In act 3, scene 1, when Tybalt tries to goad Romeo into a duel, Romeo resists, claiming to hold love for Tybalt himself. (Note, however, that this does not prevent Romeo from later taking up arms, spurred on by vengeance after Tybalt slays Mercutio.)
The meaning behind these sentiments seems to derive from Romeo's secret marriage to Juliet, Tybalt's cousin. Thus, through the institution of marriage, Tybalt and Romeo would be understood as kin, and (when seen in these terms), killing Tybalt would thus mean killing a member of his own family (an element that Romeo seems to recognize, even if no one else in this scene would be aware of these details).

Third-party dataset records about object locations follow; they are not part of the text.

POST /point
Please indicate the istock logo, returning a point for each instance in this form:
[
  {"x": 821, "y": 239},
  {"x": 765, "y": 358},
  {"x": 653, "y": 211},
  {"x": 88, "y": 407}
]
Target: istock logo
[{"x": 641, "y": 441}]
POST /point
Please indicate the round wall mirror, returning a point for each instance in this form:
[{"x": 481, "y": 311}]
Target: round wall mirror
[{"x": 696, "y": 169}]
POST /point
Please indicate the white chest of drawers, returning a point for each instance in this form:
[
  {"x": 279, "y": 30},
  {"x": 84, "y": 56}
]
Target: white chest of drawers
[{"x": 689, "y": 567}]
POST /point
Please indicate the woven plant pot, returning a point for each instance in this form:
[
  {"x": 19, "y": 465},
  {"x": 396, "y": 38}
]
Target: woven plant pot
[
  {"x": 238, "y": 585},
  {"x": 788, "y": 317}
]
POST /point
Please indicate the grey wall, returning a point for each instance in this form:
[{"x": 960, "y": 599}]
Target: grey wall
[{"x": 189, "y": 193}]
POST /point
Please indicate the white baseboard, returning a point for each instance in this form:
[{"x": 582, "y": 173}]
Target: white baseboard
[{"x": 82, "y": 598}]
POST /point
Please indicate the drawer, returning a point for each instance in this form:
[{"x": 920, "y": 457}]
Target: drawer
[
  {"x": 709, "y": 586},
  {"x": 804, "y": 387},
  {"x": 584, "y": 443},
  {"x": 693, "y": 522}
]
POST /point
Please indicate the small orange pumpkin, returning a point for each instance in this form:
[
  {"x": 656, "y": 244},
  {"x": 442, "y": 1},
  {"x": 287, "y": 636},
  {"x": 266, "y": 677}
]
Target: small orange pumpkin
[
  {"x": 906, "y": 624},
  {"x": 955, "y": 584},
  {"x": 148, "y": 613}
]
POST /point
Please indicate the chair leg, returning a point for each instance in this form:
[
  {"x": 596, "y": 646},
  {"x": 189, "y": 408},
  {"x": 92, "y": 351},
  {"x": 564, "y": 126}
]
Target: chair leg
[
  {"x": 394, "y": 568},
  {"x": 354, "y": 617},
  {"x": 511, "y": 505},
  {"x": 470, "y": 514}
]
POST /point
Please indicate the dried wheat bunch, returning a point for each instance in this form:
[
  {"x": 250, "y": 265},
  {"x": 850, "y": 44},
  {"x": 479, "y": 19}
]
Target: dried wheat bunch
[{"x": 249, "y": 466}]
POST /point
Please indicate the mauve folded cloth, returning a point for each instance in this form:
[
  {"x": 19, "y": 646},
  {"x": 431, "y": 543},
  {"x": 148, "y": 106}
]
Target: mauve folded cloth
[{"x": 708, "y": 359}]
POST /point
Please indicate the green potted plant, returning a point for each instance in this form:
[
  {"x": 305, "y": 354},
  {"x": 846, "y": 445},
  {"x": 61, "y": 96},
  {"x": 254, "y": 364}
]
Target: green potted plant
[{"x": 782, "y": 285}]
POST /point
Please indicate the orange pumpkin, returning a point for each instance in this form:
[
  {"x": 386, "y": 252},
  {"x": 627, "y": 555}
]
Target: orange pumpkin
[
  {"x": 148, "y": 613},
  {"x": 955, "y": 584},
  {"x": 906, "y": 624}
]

In this sense, this scene has a very interesting subtext and dynamic at play, by which Romeo and Juliet's secret marriage has actually placed both Tybalt and Romeo in a deeply problematic situation, given Tybalt's bloodthirsty hatred against Romeo himself: should the two duel and one kill the other, the winner would then become a killer of family. That only Romeo is aware of this dynamic does not change the fact that it is in force.
Of course, in the end, this does not prevent Romeo from killing Tybalt, an outcome that proves disastrous for his marriage with Juliet. As punishment, Romeo is banished from Verona, and meanwhile, Juliet finds herself under increased pressure to marry Paris, circumstances that will result in the tragic conclusion of the play.